There's a difference between knowing physical laws, and understanding how physics works.
Yes, I've thought about it and um, the amount of force exerted on an object depends on the mass of the objects does it not? For some reason I figured that this formula: F = G*(m1*m2)/r² explained why you don't need countless trillions of newtons of force to jump off the ground...
I calculated how much energy could be produced by dropping a 10 ton object from 100km altitude, assuming it survives completely intact and completely ignores ALL air friction, it would hit the ground with a force of a puny 9.8 billion joules. This equates to approximately a 2.33 ton (0.00233kt) explosion. And if it has been fired from space at a very high speed, obviously it's going to travel through the atmosphere at very high speeds and reduce the amount of time it can accelerate. I also calculated that if you could fire it at 50km/s (which is absolutely insane) the impact would yield 12.596 trillion joules which is approximately 3kt... And my final calculation to achieve about 10Mt from that same 10 ton shell you'd have to achieve a speed that's almost 1% the speed of light!

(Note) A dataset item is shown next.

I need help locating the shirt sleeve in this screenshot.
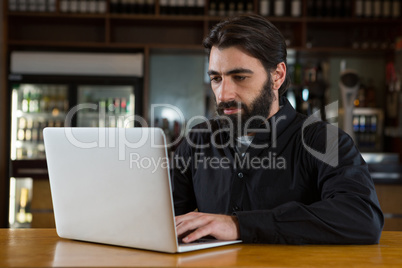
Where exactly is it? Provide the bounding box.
[236,125,384,244]
[170,139,197,216]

The only reason why meteors do so much damage is because of their huge masses. If a rock 100m in radius had only the density of water (which obviously it is far denser than) it would have a mass of 4188790 tons.
Please know what you're talking about before criticizing other people.

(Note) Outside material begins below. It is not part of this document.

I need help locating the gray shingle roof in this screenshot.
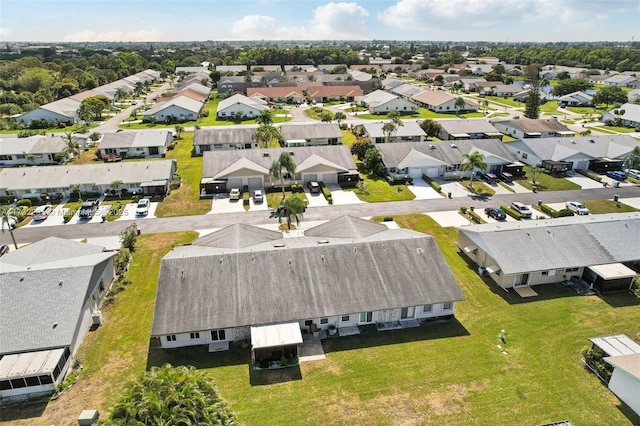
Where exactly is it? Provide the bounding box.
[152,219,464,335]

From a ten-megaton nuke? The atmosphere absorbs many times that much energy from the sun every day. And ten megatons ain't exactly powerful for a nuclear weapon, anyway. I believe the USSR developed a 100-plus megaton bomb towards the end. And tested it. And the world failed to suddenly end. So there.
Erm, what you fail to realize is that the LOCATION of the nuke has a tremendous effect on what it does. Tsar Bomba (which I think translated to "King Bomb" or something to that effect) was an air drop and therefore very close to the ground so it did not have the adverse effect of EMP. Ever heard of the Teak and Orange missile tests? Each was slightly less than a measely 2 megatons in yield, and detonated at approximately 50 miles up. The resulting EMP (which travels very far and quickly because it can directly interact with the earth's magnetic field) fried several sattelites and caused electronic disturbances across a lot of the Pacific extending as far as Hawaii and New Zealand (and caused an artificial aurora borealis). On the ground, the EMP is blocked by molecules in the air long before it reaches the magentic field which is why it doesn't do as much.

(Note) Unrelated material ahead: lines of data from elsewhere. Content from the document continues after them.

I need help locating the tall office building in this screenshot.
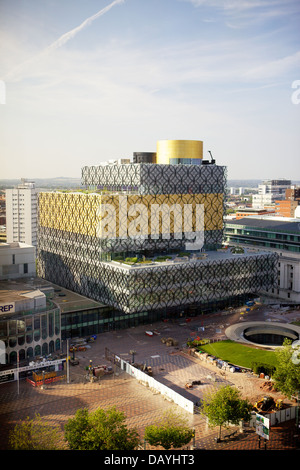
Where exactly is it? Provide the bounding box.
[38,140,277,324]
[6,179,37,247]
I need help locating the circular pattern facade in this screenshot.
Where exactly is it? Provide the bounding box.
[225,321,300,348]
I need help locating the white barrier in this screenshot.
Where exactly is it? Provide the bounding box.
[249,405,297,427]
[120,359,194,413]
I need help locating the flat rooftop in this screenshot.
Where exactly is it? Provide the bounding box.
[0,277,106,313]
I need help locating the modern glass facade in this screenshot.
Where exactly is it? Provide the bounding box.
[0,301,61,364]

Oh and the light intensity of nukes is FAR beyond that of the Sun. In the brief instant of detonation in can achieve a luminosity 10^16 (no I didn't pull that number out of thin air. See section 5.3.1.1 on this site:
http://nuketesting.enviroweb.org/hew/Nwfaq/Nfaq5.html ) times that of the sun's surface which leads to the infamous "flash burns" where the light can deal third degree burns (or worse) to skin exposed to it dozens of miles away.
EDIT: Note, when I say ton, I mean metric tons, 1000kg, which is approximately equal to 2200lb or 1.1 short ton (US).